Ces analyses sont particulièrement utiles dans le contexte actuel de transformation des services publics, en ce qu’elles soulignent le caractère réversible des processus de délimitation symbolique et pratique entre ces secteurs. Comme nous allons le
voir en effet, le brouillage actuel des frontières entre secteur public et secteur privé
est d’autant plus fort, que les réformes visent en grande partie à remettre en cause les
oppositions construites à partir de la seconde moitié du XIXe siècle.
1.3. PUBLIC/PRIVE : RECOMPOSITIONS
Les processus contemporains de redéfinition des frontières des services publics
doivent être lus à plusieurs niveaux.

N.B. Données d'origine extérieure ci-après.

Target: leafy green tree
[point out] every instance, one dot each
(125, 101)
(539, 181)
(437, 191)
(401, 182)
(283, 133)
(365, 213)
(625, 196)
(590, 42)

Outre les évolutions juridiques accélérées par le
contexte de construction européenne, les recompositions portent aussi bien sur des
privatisations et la mise en concurrence des services privés et publics que sur les
modalités de fonctionnement interne et de gestion de ces derniers ( Sociétés contemporaines, 1998 ; Rouban, 2000).
Dans le cas français, les politiques de réforme des administrations et des services
publics ne sont pas nouvelles. Mais elles ont acquis depuis la fin des années 1960
une visibilité croissante, et sont devenues une politique publique à part entière, dotée
d’instances spécifiques (Bezès, 2002). Ces politiques dites de « modernisation »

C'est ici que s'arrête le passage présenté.